Liber y yo jugamos a ponerle un nombre. Por primera vez su taller y el mío se fusionan. Sombras Cartoneras, Cine Haiku. Son las nueve de la mañana y en un aula pequeña les mostramos a los chicos un video sobre el origen del cine: sombras chinescas, juguetes ópticos, el taumátropo, las primeras vistas de los hermanos Lumiere, los trucos de Mellies. De ahí, saltamos en el tiempo, como la rana famosa de Basho, pero hacia atrás, para explicar la brevedad del haiku. Los chicos nos escuchan y toman nota. Empiezan a escribir.  

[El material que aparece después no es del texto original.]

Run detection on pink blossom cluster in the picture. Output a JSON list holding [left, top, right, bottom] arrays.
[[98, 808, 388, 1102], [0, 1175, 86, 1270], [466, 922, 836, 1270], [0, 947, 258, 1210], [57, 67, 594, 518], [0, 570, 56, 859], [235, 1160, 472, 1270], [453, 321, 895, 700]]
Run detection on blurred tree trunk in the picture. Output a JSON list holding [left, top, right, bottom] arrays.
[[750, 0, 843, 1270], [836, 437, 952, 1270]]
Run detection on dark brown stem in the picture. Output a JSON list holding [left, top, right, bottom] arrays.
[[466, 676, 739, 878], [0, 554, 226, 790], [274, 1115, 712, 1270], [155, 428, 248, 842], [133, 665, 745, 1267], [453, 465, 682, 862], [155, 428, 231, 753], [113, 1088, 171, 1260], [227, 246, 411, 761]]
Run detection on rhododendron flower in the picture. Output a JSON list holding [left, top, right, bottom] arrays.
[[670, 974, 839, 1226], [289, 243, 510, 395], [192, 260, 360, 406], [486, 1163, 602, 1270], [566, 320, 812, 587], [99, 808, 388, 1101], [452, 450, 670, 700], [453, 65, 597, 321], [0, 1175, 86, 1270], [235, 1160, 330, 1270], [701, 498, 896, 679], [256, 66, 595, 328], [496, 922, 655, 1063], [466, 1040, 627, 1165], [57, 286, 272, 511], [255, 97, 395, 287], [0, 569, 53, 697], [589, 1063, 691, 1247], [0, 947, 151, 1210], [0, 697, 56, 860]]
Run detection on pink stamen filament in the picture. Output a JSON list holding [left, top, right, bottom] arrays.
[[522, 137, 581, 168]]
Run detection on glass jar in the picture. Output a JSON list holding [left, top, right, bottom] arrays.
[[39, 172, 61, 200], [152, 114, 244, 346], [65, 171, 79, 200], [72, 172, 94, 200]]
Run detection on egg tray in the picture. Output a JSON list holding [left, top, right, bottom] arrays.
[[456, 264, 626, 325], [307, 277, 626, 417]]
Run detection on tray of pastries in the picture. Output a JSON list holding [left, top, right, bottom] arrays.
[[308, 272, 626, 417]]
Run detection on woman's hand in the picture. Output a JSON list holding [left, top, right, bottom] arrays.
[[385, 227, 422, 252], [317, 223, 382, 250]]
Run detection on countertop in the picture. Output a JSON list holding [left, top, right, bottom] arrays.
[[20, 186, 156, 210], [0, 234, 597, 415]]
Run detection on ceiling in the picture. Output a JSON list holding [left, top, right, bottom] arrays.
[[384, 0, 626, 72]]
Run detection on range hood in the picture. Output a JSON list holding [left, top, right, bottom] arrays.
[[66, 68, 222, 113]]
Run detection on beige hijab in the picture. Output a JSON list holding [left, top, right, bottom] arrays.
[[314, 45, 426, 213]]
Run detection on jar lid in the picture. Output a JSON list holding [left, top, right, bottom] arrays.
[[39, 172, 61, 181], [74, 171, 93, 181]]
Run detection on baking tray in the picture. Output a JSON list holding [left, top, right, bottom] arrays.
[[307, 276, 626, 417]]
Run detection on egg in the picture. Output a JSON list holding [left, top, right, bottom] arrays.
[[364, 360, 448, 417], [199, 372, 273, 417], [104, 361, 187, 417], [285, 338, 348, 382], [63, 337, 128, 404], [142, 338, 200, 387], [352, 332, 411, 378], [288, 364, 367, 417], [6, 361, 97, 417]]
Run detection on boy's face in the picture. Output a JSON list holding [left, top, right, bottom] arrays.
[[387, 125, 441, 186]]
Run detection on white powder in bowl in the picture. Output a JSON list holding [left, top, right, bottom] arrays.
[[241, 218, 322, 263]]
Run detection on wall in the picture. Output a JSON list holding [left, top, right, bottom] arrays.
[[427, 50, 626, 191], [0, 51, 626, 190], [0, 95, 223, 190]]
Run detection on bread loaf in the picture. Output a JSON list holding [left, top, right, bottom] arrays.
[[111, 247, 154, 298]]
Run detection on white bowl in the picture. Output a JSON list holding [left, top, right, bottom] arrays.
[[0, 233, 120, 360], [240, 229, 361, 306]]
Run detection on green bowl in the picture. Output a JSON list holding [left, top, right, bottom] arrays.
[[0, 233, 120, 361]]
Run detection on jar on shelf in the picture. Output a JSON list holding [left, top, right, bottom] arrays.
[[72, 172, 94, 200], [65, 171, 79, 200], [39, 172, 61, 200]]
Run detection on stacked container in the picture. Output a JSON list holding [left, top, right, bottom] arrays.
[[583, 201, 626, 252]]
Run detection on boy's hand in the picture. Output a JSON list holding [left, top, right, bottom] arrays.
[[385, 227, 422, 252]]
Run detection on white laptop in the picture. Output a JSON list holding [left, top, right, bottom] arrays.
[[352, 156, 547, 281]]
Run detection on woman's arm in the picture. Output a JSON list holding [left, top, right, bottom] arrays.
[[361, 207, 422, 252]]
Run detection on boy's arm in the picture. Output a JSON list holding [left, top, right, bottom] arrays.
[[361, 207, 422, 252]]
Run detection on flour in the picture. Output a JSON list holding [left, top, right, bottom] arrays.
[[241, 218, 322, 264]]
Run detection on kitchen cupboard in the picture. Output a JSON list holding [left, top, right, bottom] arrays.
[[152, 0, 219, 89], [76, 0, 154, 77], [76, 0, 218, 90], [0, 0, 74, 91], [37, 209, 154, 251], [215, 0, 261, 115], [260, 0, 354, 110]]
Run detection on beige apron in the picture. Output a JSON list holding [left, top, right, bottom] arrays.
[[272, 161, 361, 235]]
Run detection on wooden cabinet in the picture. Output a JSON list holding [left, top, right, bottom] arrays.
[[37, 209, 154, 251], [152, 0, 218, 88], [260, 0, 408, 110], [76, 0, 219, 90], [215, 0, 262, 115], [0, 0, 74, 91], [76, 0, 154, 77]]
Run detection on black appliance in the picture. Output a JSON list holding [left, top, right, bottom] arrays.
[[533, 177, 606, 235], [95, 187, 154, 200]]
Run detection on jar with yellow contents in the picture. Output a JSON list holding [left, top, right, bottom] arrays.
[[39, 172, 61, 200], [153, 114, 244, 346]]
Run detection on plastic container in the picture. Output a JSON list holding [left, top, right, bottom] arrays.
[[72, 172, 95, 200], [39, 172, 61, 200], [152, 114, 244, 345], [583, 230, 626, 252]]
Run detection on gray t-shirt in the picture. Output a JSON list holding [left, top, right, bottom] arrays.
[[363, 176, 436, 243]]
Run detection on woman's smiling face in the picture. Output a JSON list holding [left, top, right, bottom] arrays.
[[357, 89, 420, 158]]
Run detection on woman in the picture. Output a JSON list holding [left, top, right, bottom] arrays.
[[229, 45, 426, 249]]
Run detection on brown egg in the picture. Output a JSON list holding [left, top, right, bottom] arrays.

Poco a poco empiezan a acercarnos sus tres versos.

 

A la tiniebla / nació un conejo / con sus hermosos dientes.

Una mañana / un niño sale de su casa / y se asusta con una vaca.

 

Recortan con el cutter cerros nevados, pájaros, nidos, calles lluviosas, soles. Segunda mañana y siguen construyendo siluetas de carton: estrellas, un perro, corazones, un camino, hierba, un hotel, postes de luz. Salimos de la escuela para juntar ramas, varillas que van a sostener las figuras caladas.

Tercer día, preparamos la función para la cámara. Colgamos una tela blanca y apagamos las luces. Afuera se escuchan ruidos de otros talleres. Liber enciende los focos dirigibles (él los llama tachos), dos chicas los sostienen con ambas manos. En la penumbra uno a uno van pasando los haikus a contraluz. La cámara registra: un aro de luz azul se vuelve rojo, movimiento de unas manos, las voces de los chicos susurrando, imitando palomas, el mugido de una vaca, risas…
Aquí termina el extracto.